Designing a Slice of Pie
The downtown San Francisco condo my clients bought had all the challenges of a small city apartment, plus a unique one. The high-rise Infinity Tower is an all-glass, clover-shaped structure, with every window and exterior wall curved. It was like designing a slice of pie. The stunning pied à terre was already finished with contemporary floors, cabinets, countertops, appliances and light fixtures.
Our goal was to create an interior design that would soften all the glass and hard surfaces. We wanted to create a sense of spaciousness in this 1300 square foot triangle and introduce my clients’ favorite colors – red, gold and blue.
Balance and Harmony
The kitchen is a great example of how I like to create timeless design by mixing up styles. We found a tall industrial metal cabinet to anchor the window end of the kitchen and provide much needed storage. The vintage piece works among the contemporary elements because it repeats the colors and lines in the appliances, cabinets and counters. This is how you make seemingly disparate styles work together – with common elements.

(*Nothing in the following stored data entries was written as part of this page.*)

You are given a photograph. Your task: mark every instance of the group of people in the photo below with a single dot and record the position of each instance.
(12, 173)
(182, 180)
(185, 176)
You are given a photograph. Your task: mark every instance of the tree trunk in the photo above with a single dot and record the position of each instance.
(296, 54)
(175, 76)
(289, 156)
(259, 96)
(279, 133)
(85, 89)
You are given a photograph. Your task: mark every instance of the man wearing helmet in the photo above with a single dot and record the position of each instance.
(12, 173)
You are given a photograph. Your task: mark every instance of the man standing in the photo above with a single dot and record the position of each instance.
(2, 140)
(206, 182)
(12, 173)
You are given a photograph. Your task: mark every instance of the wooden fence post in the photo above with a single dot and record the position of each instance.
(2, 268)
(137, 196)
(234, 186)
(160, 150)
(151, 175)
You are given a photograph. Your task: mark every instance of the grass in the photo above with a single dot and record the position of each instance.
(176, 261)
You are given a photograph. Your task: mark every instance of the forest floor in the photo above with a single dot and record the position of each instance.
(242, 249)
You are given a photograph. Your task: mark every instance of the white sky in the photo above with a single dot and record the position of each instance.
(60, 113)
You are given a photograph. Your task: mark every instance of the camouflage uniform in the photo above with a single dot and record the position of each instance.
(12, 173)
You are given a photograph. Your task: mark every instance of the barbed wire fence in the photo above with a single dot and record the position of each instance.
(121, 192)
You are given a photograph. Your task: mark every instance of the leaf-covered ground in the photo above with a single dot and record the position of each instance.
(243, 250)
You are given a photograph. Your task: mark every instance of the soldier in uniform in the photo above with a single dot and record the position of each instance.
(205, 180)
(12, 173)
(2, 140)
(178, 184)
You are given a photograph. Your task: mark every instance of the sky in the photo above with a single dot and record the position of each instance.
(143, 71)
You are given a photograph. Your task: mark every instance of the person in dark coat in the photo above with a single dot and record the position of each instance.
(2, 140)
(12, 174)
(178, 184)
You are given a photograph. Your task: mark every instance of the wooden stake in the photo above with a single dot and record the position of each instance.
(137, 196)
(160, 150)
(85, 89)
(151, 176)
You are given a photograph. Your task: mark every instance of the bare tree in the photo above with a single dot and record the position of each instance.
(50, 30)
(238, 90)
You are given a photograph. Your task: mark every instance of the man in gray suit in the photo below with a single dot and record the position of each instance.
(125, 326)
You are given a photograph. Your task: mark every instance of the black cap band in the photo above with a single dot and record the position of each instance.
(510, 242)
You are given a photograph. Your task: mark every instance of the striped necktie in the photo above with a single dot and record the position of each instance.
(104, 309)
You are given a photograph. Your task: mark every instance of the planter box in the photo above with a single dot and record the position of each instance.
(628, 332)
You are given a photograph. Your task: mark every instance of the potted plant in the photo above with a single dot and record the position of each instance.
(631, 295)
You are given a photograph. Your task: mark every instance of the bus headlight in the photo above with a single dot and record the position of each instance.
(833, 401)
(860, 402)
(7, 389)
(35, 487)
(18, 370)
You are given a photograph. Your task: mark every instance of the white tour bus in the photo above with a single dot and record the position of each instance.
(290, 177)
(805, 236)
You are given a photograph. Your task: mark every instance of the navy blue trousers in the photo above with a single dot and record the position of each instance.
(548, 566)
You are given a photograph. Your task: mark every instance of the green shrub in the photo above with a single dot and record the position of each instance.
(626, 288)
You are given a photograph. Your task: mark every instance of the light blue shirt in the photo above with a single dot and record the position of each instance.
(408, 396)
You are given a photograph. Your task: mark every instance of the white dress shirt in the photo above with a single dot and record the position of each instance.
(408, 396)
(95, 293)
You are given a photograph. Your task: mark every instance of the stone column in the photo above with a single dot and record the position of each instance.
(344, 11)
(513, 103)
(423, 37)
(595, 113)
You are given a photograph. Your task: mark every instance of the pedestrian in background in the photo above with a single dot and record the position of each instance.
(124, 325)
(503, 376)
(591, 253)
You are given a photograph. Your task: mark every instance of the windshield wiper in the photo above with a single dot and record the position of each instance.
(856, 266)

I also incorporated two of my favorite small-space strategies here. One is to use furniture with legs raised off the floor to extend the visual lines of the room. Another is to visually widen the aisle between the two counters with horizontal stripes in the area rug. To balance all these cool tones and straight lines, we placed a round wooden dining table with tapered legs, two comfy round-back upholstered chairs, and a standing lamp in the eating area. The colors and textures in the upholstery and lampshade provide warmth to the shiny kitchen surfaces, and – lo and behold! –good design repeats itself in the stripes and curves of the tall lamp base. The placement of the metal cabinet elongates the kitchen and makes space for the intimate dining area. When you create balance and harmony, everything works together.
Seven Principles of Art
I love to put a little drama in the entry of a small space. When you enter the vestibule of this apartment, you are drawn in by the vertical stripes in the rug that direct you to their counterparts in the lamp, whose glow demands your attention to the striking Picasso. Here again, notice how the cabinet’s legs and the open Asian chair provide expanded visual floor and wall space. The chair cushion repeats the black and white theme, as do the framed pictures on the wall to the left. Antique glass decanters on the table echo the reds, golds and blues in the artwork, and all the straight lines are relieved by antique wooden gears hung on the wall to the right. This vignette, though simple, displays a perfect example of how the seven principles of art apply to good design: balance, harmony, composition, color, light, texture and shape.
Small Space Strategies
The living room really threw me a curve. The arc of the glass wall was definitely out of the box, but it’s fun to find new solutions. In a serendipitous bit of luck, my clients’ large, overstuffed sectional fit the space perfectly and mimics the L shape of the buildings outside the window. Starting there, I moved – as always – to the rug, and chose a plush wool hemp in a neutral tone that flows into the wood floor without stopping the eye. In this room, I employed two more small-space strategies, tone-on-tone colors and oversized furniture. I know it sounds counterintuitive to use large pieces of furniture in a small space, but it absolutely works to make the room look and feel more spacious. Color and texture are the stars of this room. Repeating neutrals in the rug, sofa, chair and coffee table visually expands the space. The touches of red, blue and gold combine with black and white accessories add drama and contrast.
Juxtaposing Shape and Color
In the home’s small office, I placed an open desk in front of the window to take in the changing light and soothing architecture of the building across the street. My clients love to sit in the rolling chair and watch the comings and goings below their windows. Even in this tiny room, the overscaled love seat makes the most of the intimate seating alcove and doesn’t overwhelm the room with its neutral, tone-on-tone palette. The shapes and colors in the vibrant painting create a focal point, and are a great contrast to the calm symmetry outside the window.
Tricks to Fool the Eye
Living space can be hard to come by these days in the City by the Bay, whether you buy or rent. But even in small, irregularly shaped rooms, it’s possible to create a sense of spaciousness. Tone-on-tone colors, oversized furniture and raised legs throughout are a few simple tricks to fool the eye. Give these a try and see what a difference it makes.